El artículo 154 numeral 13 de la Ley 270 de 1996, establece:

“(…) Prohibiciones. A los funcionarios de la Rama Judicial, según el caso les está prohibido (…) 13. Cualquier participación en los procesos políticos electorales, salvo la emisión de su voto en elecciones generales (…)”.

Las normas transcritas son elocuentes en cuanto a que los funcionarios Judiciales no deben inmiscuirse en controversias y mantener imparcialidad en asuntos electorales o partidistas y menos aún realizar apuestas en favor o en contra, de alguno de los candidatos en este caso a la alcaldía de Sucre Santander, como en efectivamente ocurrió, pero además estas normas por el nivel del funcionario son de su conocimiento por tal razón la calificación atribuida a la falta por el a quo, fue apropiada y ajustada a derecho, dándole el calificativo de grave dolosa.

En cuanto a la sanción impuesta de un mes de suspensión en el ejercicio del cargo y 30 días de inhabilidad especial, atribuida al doctor Jaime Ramiro Betancourt Rodríguez, en su condición de Juez Promiscuo Municipal de Sucre, Santander, se ajusta a los criterios establecidos por la Ley 734 para este tipo de sanción, teniendo en cuenta la gravedad de la falta, la ausencia de sanciones de la disciplinable y la trascendencia social e imagen de la administración de justicia, por lo que dicha sanción será confirmada.

En mérito de lo anteriormente expuesto, la Sala Jurisdiccional Disciplinaria del Consejo Superior de la Judicatura, administrando justicia en nombre de la República y por autoridad de la Ley,

Resuelve:

1.Confirmar la sentencia proferida el 24 de noviembre de 2014, por la Sala Jurisdiccional Disciplinaria del Consejo Seccional de la Judicatura de Santander, por medio de la cual, se impuso sanción de Suspensión por termino de un (1) mes en el en el ejercicio del cargo e inhabilidad especial, por el lapso de 30 días, al Dr.

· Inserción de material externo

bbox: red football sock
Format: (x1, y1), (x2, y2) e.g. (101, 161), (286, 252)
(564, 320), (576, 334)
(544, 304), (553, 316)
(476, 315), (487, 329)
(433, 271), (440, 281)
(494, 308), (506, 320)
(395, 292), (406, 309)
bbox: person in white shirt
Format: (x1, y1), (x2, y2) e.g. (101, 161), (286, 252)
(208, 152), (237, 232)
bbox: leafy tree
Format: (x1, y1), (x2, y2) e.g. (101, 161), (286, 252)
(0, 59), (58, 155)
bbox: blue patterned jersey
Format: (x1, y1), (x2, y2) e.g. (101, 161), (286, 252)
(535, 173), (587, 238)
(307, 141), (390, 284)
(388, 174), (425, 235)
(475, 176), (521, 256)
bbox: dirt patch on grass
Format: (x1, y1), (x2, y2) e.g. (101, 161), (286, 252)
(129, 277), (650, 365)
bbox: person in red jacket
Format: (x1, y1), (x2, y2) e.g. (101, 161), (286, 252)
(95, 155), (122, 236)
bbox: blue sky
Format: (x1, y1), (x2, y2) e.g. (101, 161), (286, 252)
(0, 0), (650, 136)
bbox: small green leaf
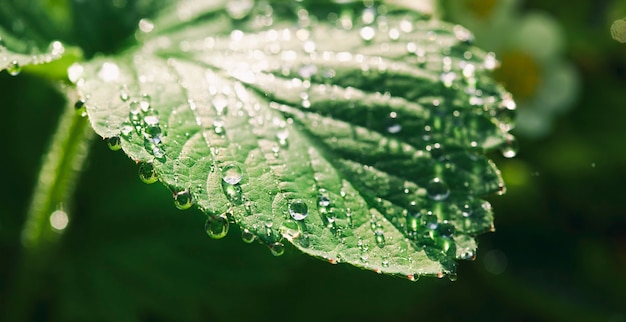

Jaime Ramiro Betancourt Rodríguez, en su condición de Juez Promiscuo Municipal de Sucre, Santander, tras hallarlo responsable por el incumplimiento de la prohibición contenida en el artículo 127 de la Constitución Política y en el numeral 13 del artículo 154 de la Ley 270 de 1996, lo que constituye falta disciplinaria grave dolosa, con fundamento en lo expuesto en el presente proveído.

3(sic). Remitir copia del presente fallo a la Secretaría Judicial de la Sala Jurisdiccional Disciplinaria del Consejo Superior de la Judicatura, con constancia de su ejecutoria, para efectos de su anotación.

4. Devolver el expediente a su lugar de origen, previas las anotaciones de rigor.

Notifíquese y cúmplase»

(4) Sala integrada por los Magistrados Martha Isabel Rueda Prada (Ponente) Juan Pablo Silva Prada.